Hier die fünf bekanntesten Prinzipien des Stoizismus, die in der Anwendung eine stoische Lebensweise unterstützen:
Memento Mori: ist nicht einfach nur eine Mahnung an den Tod, sondern hilft uns das Leben in seiner Gesamtheit zu verstehen und zu akzeptieren. Es erinnert uns daran, dass alles vergänglich ist, sowohl das Gute als auch das Schlechte.

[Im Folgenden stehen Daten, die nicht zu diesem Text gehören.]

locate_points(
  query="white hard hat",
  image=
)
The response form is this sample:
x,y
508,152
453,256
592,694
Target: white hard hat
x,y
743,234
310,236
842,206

Diese Erkenntnis kann uns von der Angst vor dem Tod befreien und uns dazu anregen, jeden Moment bewusst zu leben.
Amor Fati: ist die Entscheidung für sich zu treffen, sein Schicksal zu lieben, egal was passiert. Es ist die Praxis, alles zu akzeptieren und anzunehmen, was geschehen ist, geschieht und noch geschehen wird.
Premeditatio malorum: ist eine stoische Übung, bei der man sich mögliche negative Ereignisse vorstellt, um sich mental auf Widrigkeiten vorzubereiten und Resilienz aufzubauen. Diese Technik, auch „Vorwegnahme des Bösen“ genannt, dient nicht dem Pessimismus, sondern dazu, die Angst vor dem Unbekannten zu verringern, indem man sich mögliche Schwierigkeiten vorab ausmalt und Pläne dafür entwickelt. Ziel ist es, bei unerwarteten Rückschlägen nicht überrascht oder überwältigt zu sein, sondern ruhig und mit innerer Stärke reagieren zu können.

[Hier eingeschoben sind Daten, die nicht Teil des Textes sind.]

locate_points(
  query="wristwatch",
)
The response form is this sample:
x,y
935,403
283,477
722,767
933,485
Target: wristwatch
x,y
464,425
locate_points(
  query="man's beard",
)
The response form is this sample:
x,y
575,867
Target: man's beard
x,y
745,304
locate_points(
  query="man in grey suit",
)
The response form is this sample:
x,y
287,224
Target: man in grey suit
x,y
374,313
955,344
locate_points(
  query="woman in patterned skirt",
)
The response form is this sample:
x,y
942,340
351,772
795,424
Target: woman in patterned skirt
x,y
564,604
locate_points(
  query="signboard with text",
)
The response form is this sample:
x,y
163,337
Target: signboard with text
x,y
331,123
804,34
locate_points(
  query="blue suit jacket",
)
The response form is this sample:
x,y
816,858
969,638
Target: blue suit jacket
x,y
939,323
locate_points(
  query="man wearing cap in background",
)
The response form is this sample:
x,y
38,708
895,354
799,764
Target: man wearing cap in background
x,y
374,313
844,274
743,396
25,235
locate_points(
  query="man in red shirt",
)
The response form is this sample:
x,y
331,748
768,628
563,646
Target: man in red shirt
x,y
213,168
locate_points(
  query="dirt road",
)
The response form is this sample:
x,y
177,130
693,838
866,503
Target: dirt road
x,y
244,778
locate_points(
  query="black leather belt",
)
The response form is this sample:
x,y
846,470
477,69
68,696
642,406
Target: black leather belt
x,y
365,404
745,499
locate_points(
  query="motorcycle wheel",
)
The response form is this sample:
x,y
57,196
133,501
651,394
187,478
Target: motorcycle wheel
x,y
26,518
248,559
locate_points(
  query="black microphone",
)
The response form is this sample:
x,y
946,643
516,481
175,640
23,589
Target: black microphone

Die Dichotomie der Kontrolle: ist ein stoisches Prinzip, das besagt, dass man zwischen Dingen unterscheiden muss, die man kontrollieren kann (Gedanken, Urteile, Handlungen), und solchen, die außerhalb unserer Kontrolle liegen (Wetter, Meinungen anderer, Ergebnisse). Der Schlüssel zum Seelenfrieden liegt darin, sich auf die kontrollierbaren Aspekte zu konzentrieren und die unkontrollierbaren zu akzeptieren und loszulassen.
Sympatheia: Der stoische Begriff der Sympatheia ist eng mit der Weltoffenheit verbunden. Die Stoiker betrachteten sich nicht als Teil eines Landes, einer Rasse, einer Religion, sondern als Bürger der Welt. Aus stoischer Sicht sind Land, Religion, Hautfarbe, Sexualität usw. nicht wichtig, denn diese Unterschiede sind in den Augen der Natur unbedeutend. Wichtig ist es hingegen anderen mit Liebe und Respekt zu begegnen und zum Wohl des Ganzen beizutragen und somit im Einklang mit der Natur zu leben.